AIPEF urges CM Karnataka not to grant parallel licencing to Tata power

75

AIPEF urges CM Karnataka not to grant parallel licencing to Tata power

Kanwar Inder Singh/ royalpatiala.in News/ May 27,2026

All India Power Engineers Federation (AIPEF) has urged the Chief Minister not to grant a parallel power distribution licence  to Tata Power Company Ltd. As this is a threat to public electricity Infrastructure, consumer welfare and state ESCOM Viability.

Shailendera Dubey Chairman AIPEF has written to chief minister Karnataka  seeking urgent intervention regarding five parallel distribution licence applications filed by Tata Power Company Limited Before Karnataka Electricity  Regulatory  Commission (KERC) covering 19 districts across all five state ESCOMs in Karnataka.

The five applications are legally unsustainable as the  Sixth Proviso to Section 14 of the Electricity Act, 2003 permits grant of a parallel distribution licence only where the applicant establishes and operates its own independent distribution network. This requirement is a mandatory statutory pre-condition and not a mere procedural formality. However, Tata Power Company Limited does not disclose any credible, funded or technically feasible plan for establishing an independent distribution network across the proposed nineteen districts.

This will leave an irreversible impact on the power sector of the state and consumers. This will lead to  collapse of existing cross-subsidy framework as states  electricity tariff structure is fundamentally dependent on cross-subsidy,wherein high-paying commercial and industrial consumers support subsidized electricity for domestic consumers, agricultural consumers and vulnerable sections.

A private parallel licensee would inevitably target profitable HT and commercial consumers in urban centres while avoiding low-revenue rural and social-obligation consumers.

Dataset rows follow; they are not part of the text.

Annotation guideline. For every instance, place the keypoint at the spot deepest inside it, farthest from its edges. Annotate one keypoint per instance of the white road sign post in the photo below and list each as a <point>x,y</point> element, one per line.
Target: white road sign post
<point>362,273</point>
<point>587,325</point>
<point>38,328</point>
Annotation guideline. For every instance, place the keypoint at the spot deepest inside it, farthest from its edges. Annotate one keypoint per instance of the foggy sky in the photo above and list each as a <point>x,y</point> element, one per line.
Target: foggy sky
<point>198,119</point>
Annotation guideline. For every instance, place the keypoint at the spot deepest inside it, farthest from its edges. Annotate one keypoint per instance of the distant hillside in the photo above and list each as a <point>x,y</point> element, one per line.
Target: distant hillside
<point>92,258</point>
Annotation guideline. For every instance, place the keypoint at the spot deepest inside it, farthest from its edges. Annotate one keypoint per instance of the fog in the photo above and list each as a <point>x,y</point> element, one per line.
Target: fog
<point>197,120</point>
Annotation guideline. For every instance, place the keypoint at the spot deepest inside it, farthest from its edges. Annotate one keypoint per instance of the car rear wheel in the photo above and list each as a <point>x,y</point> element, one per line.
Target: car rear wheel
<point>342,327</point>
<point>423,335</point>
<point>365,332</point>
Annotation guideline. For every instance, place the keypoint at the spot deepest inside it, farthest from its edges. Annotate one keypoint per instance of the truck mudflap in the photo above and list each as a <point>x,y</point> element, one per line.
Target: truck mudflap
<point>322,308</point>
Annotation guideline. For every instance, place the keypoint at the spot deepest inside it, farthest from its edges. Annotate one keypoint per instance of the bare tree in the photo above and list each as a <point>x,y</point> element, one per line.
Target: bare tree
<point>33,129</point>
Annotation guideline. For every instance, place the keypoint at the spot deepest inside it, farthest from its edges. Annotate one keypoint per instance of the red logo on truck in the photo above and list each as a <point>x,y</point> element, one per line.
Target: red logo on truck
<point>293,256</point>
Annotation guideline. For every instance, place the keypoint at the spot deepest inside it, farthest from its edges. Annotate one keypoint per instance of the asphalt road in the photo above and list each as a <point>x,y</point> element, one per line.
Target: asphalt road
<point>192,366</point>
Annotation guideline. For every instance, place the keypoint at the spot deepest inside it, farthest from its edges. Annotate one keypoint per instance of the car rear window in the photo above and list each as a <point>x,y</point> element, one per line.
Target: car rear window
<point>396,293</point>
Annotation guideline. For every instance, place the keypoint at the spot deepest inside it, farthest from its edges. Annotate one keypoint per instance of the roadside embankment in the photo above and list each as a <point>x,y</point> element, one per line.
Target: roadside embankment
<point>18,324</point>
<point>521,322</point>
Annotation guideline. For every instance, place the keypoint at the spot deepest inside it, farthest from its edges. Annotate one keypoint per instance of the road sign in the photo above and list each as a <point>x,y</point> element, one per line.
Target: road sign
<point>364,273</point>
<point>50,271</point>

AIPEF urges CM Karnataka not to grant parallel licencing to Tata power
AIPEF

This proposal of Tata Power is a threat to financial viability of ESCOMs as loss of premium revenue-paying consumers to a private licensee would weaken ESCOM finances, affect infrastructure investments and threaten continuity and quality of public electricity supply.

State ESCOMs are statutorily obligated to supply electricity to all categories of consumers including remote villages, agricultural pump sets and economically weaker sections.

AIPEF requests the Government of Karnataka to issue appropriate policy directions to KERC under Section 108 of the Electricity Act, 2003 to ensure protection of public interest.

State must conduct a comprehensive impact assessment before further proceedings before KERC and issue appropriate policy directions under Section 108 of the Electricity Act, 2003 to safeguard consumer welfare, financial stability of ESCOMs and public electricity infrastructure. Further  the KERC must be directed to implead BESCOM, HESCOM, MESCOM, GESCOM and CESC as necessary respondents and permit detailed objections regarding financial and technical implications.